The Sun Just Shocked Scientists With First Aurora Ever Seen

By Kevin C. Neece | Published

The Sun appears to have its own version of the Northern Lights. According to Live Science, astronomers have recently sighted what appears to be something like an aurora on the Sun, creating a visual burst of radio waves across the sun’s surface that looks very much like Earth’s Northern Lights. The aurora signal, which has been detected by scientists for the first time in recorded history, was caused by electrons that sped through a sunspot on the surface of the star.

What Is A Sunspot?

the sun

A sunspot is a dark spot on the sun caused by magnetic warping, above which the scatterings of radio waves were detected over the course of seven days. The aurora happened some 25,000 miles—or 40,000 kilometers—above the sunspot. Similar radio signals have been picked up from stars before, but those were at a greater distance from our solar system.

A First Of It’s Kind Signal

This is the first time astronomers have recorded this type of signal from the Sun, an unprecedented event, the findings from which were published in the journal Nature Astronomy on November 13. According to Sijie Yu, lead author of the study and astronomer at the New Jersey Institute of Technology’s Center for Solar-Terrestrial Research (NJIT-CSTR), the signal is different from those previously detected in its duration as well as its location. Most of these signals are short bursts that last a few minutes or a few hours, but these from our sun were detected over the course of several days.

Auroras And Magnetic Fields

The detection of these auroras on the Sun, according to Yu, could change our understanding of the magnetic processes of stars. Auroras on Earth happen when energized solar particles speed through the atmosphere of our planet in regions close to its poles. These areas have the weakest magnetic field protection, allowing the particles to pass through and excite nitrogen and oxygen molecules, resulting in the dancing sheets of color in the sky known in the northern hemisphere as the Northern Lights or aurora borealis.

Normally on the sun, debris is ejected from the solar surface by twisting magnetic fields near sunspots that tie themselves in knots before breaking. This releases energy that throws out explosions of radiation known as solar flares and coronal mass ejections—or CMEs—which are bursts of solar material. Scientists believe these solar flares accelerated electrons across the magnetic field lines of the sunspot, resulting in the emission of radio waves similar to an aurora.

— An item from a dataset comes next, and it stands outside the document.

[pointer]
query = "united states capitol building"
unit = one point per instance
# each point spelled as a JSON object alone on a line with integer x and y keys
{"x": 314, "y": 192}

How The Sun Aurora Differs From The Ones On Earth

geomagnetic storm

Astronomers were able to detect this activity on the Sun by aiming a radio telescope at the sunspot. But according to Yu, the auroras detected over the sunspot differ from those we see on Earth, which occur in a range from 100 to 500 kHz. By contrast, these newly detected solar auroras “occur at frequencies ranging from hundreds of thousands of kHz [kilohertz] to roughly 1 million kHz.”

This is because the magnetic field of the sunspot on the Sun is thousands of times as strong as the magnetic field of Earth. The detection of these new signals, according to the researchers who recorded them, have unlocked new possibilities for studying solar activity and have already sent them digging through archived solar data to look for clues that might indicate previous auroras of this type.

A New Approach At Understanding Magnetic Fields In The Universe

NJIT solar physicist Surajit Mondal, a co-author of the study, says these findings are helping astronomers figure out how magnetic fields interact with energized particles, not only in our own solar system, but in other star systems whose stars have star spots that last for long periods.